Wombat Dressing Room meets its match

Back in January 2020, Google open sourced Wombat Dressing Room, an npm proxy that solved a real problem: how do you maintain two-factor authentication for npm packages while still using automation? For teams managing dozens or hundreds of packages, manually entering 2FA codes for every publish wasn’t just inconvenient, it was a dealbreaker. Fast forward to 2025, and npm has finally introduced native support for trusted publishing using OIDC. Which begs the question: is Wombat Dressing Room still necessary?
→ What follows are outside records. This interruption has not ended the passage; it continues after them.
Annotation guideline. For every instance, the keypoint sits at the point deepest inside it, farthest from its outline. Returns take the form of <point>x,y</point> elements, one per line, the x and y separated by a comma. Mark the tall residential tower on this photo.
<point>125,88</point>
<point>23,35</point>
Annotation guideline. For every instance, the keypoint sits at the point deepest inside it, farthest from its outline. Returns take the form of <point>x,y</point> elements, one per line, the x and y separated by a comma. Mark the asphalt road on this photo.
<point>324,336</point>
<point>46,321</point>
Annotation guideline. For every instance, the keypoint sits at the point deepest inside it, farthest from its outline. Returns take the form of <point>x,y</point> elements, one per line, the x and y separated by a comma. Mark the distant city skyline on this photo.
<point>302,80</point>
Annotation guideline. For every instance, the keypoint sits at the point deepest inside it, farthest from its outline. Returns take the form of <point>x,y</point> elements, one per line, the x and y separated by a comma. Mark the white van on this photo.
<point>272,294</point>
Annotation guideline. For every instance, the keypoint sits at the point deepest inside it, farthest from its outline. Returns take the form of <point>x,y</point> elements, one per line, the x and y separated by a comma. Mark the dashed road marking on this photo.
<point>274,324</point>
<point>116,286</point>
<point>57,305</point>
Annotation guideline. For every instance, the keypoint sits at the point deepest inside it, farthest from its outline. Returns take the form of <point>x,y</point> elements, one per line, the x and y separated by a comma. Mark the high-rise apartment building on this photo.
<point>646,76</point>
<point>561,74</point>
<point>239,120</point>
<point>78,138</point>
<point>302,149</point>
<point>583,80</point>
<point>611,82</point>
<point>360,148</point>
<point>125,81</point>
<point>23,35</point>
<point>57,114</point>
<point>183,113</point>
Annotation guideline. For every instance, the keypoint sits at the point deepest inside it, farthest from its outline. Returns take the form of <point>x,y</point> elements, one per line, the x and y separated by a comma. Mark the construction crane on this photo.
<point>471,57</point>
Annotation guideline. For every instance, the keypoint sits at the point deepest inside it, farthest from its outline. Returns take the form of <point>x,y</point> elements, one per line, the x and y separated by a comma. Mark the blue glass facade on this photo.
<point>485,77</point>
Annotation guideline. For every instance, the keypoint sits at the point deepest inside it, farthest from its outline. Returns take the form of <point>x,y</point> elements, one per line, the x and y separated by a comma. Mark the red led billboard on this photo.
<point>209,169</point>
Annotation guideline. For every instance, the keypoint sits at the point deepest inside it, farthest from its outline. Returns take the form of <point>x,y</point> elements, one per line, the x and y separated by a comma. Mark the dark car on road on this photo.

The problem Wombat Dressing Room solved

npm has supported two-factor authentication for a long time. But 2FA presents a challenge for automation. You need “something you know” (a password) and “something you have” (a code from an authenticator app). That second factor is difficult to automate, leading many teams to simply disable 2FA in their CI/CD pipelines.

Wombat Dressing Room took a different approach. Rather than bypassing 2FA, it created a shared proxy server that managed 2FA centrally and provided three security features:

Per-package tokens

The proxy could generate authentication tokens tied to specific GitHub repositories. If a token leaked, an attacker could only compromise the single package associated with that token—not your entire npm account.

Limited lifetime tokens

Tokens could be configured with a 24 hour lifespan. Even if compromised, the window of vulnerability was limited.

GitHub Releases as 2FA

This was the clever bit. Packages could only be published if a corresponding GitHub release with a matching tag existed. This introduced a true “second factor”, proving access to both the proxy and the GitHub repository.

Enter npm trusted publishing

In 2025, npm rolled out trusted publishing, implementing the OpenSSF trusted publishers standard. It uses OpenID Connect (OIDC) to create a trust relationship between npm and your CI/CD provider. When configured, npm accepts publishes from authorized workflows without requiring long-lived tokens.

The security benefits are clear. Traditional npm tokens can be accidentally exposed in CI logs, require manual rotation, and provide persistent access until revoked. Trusted publishing eliminates all of this by using short-lived tokens that are specific to your workflow and can’t be extracted or reused.

Setting it up

The setup process is straightforward. First, you configure a trusted publisher on npmjs.com by specifying your GitHub organization, repository, and workflow filename. Then you update your workflow to request the necessary OIDC permissions:

 1name: Publish Package
 2on:
 3  push:
 4    tags:
 5      - 'v*'
 6
 7permissions:
 8  id-token: write  # Required for OIDC
 9  contents: read
10
11jobs:
12  publish:
13    runs-on: ubuntu-latest
14    steps:
15      - uses: actions/checkout@v4
16
17      - run: npm ci
18
19      - run: npm publish

That’s it. No more NPM_TOKEN secrets, no more token rotation, no more worrying about accidentally leaking credentials. The npm CLI automatically detects the OIDC environment and handles authentication.

There’s one requirement worth noting: you need npm CLI version 11.5.1 or later. But if you’re using a reasonably recent version of Node.js, you’re already covered.

Automatic provenance generation

Trusted publishing also enables automatic provenance generation. When you publish using OIDC from a public repository, npm automatically generates and publishes provenance attestations for your package. You don’t need to add the --provenance flag—it just happens.

Provenance provides cryptographic proof of where and how your package was built, allowing users to verify its authenticity. This transparency is becoming increasingly important as supply chain attacks grow more sophisticated.

Wrapping up

Trusted publishing is a sign that the npm ecosystem is maturing. By implementing the OpenSSF standard, npm joins PyPI, RubyGems, and other major package registries in offering OIDC-based publishing. This standardisation makes it easier for developers working across multiple ecosystems to apply consistent security practices.

Wombat Dressing Room served the community well for over five years, bridging the gap between security requirements and automation needs. Now that npm has addressed those needs natively, the project can retire gracefully. Good infrastructure tools often become unnecessary when the platform absorbs their functionality.

If you’re still using long-lived npm tokens in your CI/CD pipelines, trusted publishing is worth the upgrade. The setup is straightforward, the security is better, and you’ll never have to worry about token rotation again.